Subject: Re: bin/23435: [PATCH] ftp and ftpd has broken ASCII transfer type implementation
To: Andrey Beresovsky <and@rsu.ru>
From: Robert Elz <kre@munnari.OZ.AU>
List: tech-net
Date: 11/15/2003 01:51:00
Date: Fri, 14 Nov 2003 14:27:50 +0300 (MSK)
From: Andrey Beresovsky <and@rsu.ru>
Message-ID: <200311141127.hAEBRow0001154@moon.cc.rsu.ru>
| NetBSD's ftp client and ftpd server implement ASCII transfer type by
| inserting <CR> before each <LF> without checking that may be <CR>
| allready exists.
That is not a bug, it is what is required.
| It leads to <CR><CR><LF> sequences in files
Only if there is something else broken, or you're transferring to a windows
type system, in which case that is what you should be getting.
| which allready had <CR><LF> end of lines
No, in a unix file, <CR><LF> is never "end of line", the <LF> is. A <CR>
that happens to precede the <LF> is just a data character.
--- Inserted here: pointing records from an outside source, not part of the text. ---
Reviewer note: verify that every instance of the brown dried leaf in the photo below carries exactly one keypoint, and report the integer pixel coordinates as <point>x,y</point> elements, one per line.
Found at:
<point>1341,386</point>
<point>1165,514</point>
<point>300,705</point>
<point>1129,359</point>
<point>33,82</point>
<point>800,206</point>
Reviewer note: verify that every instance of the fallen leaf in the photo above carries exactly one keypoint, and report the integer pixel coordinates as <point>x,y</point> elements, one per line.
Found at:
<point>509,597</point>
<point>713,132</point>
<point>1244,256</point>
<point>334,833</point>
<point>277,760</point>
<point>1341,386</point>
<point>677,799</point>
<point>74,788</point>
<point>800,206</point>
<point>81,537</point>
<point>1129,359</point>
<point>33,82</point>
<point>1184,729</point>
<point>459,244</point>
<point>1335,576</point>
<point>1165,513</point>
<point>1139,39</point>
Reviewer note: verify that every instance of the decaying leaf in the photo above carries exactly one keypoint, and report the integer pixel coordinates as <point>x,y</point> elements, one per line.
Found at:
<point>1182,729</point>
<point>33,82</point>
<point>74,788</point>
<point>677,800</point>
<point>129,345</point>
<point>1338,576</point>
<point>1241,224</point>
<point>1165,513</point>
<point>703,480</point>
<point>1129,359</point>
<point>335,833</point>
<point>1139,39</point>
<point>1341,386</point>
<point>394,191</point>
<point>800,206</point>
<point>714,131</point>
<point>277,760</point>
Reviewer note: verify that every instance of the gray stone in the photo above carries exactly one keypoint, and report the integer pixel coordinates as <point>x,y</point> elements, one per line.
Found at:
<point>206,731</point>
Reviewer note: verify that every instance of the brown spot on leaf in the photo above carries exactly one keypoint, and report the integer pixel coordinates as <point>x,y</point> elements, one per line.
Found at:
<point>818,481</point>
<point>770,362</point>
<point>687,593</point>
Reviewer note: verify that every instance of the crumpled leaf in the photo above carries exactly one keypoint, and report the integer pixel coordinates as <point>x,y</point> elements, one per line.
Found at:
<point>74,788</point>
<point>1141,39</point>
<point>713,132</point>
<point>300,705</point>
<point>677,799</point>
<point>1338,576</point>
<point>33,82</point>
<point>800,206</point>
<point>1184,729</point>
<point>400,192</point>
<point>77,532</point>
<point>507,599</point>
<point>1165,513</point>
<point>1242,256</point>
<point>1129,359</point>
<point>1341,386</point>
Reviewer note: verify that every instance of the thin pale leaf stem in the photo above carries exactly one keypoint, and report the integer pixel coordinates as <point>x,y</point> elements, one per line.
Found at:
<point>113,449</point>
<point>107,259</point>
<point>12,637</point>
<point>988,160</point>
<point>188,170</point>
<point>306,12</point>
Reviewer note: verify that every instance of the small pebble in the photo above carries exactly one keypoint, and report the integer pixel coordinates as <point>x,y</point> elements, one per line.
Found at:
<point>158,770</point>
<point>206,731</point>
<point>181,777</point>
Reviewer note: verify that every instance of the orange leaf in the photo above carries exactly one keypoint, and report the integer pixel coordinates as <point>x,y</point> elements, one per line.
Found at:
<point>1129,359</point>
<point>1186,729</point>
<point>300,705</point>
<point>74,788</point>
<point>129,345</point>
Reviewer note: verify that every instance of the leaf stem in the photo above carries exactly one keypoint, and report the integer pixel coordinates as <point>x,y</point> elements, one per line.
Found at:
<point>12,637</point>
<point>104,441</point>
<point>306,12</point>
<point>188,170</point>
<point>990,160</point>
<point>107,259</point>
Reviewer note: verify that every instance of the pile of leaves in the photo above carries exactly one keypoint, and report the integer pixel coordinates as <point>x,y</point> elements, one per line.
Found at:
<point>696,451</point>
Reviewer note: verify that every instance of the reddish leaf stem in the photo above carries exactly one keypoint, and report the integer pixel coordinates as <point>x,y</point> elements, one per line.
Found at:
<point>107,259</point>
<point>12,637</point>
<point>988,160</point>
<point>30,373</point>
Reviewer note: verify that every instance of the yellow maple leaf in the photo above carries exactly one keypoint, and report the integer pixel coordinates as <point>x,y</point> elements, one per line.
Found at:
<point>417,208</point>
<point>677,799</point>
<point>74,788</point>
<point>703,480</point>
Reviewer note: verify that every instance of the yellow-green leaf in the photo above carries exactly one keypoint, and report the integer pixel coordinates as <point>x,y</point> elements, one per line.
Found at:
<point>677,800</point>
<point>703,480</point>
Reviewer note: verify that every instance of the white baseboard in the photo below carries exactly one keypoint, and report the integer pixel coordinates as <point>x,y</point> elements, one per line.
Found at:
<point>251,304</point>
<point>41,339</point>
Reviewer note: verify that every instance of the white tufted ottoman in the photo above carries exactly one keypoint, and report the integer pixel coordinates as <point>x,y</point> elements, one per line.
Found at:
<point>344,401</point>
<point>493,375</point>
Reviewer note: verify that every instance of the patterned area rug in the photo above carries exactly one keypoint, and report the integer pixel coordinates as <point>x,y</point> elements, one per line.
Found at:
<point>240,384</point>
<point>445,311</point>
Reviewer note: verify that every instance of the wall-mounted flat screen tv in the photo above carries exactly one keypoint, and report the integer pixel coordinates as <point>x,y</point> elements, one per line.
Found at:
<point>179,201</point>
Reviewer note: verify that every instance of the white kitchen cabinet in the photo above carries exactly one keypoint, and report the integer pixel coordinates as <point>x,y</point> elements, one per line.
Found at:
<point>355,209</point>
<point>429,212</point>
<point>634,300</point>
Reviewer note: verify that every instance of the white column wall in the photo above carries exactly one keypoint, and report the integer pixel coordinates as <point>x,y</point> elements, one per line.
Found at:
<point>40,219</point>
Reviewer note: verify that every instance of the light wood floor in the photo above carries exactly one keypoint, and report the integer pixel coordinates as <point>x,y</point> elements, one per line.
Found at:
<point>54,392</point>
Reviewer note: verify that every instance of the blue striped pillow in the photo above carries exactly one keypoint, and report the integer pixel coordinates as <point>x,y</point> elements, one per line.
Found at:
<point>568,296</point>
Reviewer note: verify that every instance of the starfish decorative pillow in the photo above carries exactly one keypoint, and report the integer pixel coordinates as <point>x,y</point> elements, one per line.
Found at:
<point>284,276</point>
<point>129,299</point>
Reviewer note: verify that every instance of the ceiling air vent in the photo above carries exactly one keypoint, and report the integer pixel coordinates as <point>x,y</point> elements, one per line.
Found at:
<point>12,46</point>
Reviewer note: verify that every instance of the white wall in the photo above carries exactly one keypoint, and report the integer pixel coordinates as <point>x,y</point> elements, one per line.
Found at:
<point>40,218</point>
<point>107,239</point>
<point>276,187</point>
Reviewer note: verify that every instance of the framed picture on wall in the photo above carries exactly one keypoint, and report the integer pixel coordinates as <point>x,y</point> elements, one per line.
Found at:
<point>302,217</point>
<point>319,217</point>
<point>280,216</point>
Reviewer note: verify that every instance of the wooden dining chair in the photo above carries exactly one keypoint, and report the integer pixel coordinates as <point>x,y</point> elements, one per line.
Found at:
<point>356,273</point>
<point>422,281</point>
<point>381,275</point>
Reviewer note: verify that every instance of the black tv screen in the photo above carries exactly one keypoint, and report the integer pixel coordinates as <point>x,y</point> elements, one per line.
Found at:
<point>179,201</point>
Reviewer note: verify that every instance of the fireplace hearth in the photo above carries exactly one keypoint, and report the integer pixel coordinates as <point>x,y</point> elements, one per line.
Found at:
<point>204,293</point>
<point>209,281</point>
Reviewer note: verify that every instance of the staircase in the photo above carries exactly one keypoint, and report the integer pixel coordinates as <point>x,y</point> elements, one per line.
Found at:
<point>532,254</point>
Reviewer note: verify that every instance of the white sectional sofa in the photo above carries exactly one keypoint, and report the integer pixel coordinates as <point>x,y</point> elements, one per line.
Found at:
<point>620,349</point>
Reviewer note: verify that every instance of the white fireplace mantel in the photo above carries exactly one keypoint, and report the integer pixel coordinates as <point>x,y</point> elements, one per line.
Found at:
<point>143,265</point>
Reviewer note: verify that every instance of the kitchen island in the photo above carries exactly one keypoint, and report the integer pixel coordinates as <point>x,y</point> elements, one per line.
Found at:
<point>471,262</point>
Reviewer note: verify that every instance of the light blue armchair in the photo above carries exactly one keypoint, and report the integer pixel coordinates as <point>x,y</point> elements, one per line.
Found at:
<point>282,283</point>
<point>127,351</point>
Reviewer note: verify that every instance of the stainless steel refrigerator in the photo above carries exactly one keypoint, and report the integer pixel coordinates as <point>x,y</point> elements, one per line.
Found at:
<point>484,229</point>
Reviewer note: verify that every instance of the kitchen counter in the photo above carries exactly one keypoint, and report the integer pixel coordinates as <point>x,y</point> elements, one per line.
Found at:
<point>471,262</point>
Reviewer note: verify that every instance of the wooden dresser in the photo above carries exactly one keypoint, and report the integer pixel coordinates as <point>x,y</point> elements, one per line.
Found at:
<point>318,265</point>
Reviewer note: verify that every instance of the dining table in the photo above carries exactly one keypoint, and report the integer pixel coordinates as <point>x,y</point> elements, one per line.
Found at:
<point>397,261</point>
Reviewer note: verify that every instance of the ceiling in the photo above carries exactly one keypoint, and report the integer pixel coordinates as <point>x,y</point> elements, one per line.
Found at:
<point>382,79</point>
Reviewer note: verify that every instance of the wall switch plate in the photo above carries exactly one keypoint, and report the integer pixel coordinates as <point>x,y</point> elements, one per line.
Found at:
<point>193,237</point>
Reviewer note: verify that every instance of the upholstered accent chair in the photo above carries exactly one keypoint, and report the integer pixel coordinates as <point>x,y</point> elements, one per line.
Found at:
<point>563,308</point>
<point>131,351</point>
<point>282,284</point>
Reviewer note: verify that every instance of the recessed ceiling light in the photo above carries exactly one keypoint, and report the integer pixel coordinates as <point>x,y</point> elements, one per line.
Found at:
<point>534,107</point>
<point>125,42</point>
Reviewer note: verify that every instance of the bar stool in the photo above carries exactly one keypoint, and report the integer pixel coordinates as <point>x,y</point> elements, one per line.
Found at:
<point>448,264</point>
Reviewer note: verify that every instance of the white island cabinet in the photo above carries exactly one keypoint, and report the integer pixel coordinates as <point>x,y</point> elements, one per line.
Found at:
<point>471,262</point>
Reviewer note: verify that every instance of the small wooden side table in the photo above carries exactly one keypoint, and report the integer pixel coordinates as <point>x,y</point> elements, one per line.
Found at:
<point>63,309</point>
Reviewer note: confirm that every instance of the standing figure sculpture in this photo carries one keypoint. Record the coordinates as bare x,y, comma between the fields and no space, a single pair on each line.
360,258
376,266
It doesn't matter where the file came from, or why that extra CR is there,
once it is actually there in a unix file, it must remain there, until something
deliberately deletes it (which is certainly not FTP's task).
| Attached patches should fix this problem.
No, they create a bug.
If I have a file with <CR><LF> sequences, and transfer it from one system
with that patch installed, to any other unix system, the file I will end up
with will have all the <CR> characters missing. That means that FTP has
changed the file in transit, which is (would be) a bug.
| >How-To-Repeat:
| 1. Create a text file with <CRLF> end of lines.
| For ftp:
| 2. Send this file to ftpd server using NetBSD's ftp program (ASCII transfer type).
| 3. You'll get a file with <CR><CR><LF> EOLs on windows and <CR><LF> on unixes.
Which is exactly what should happen.
Somebody please close this PR, without changing anything.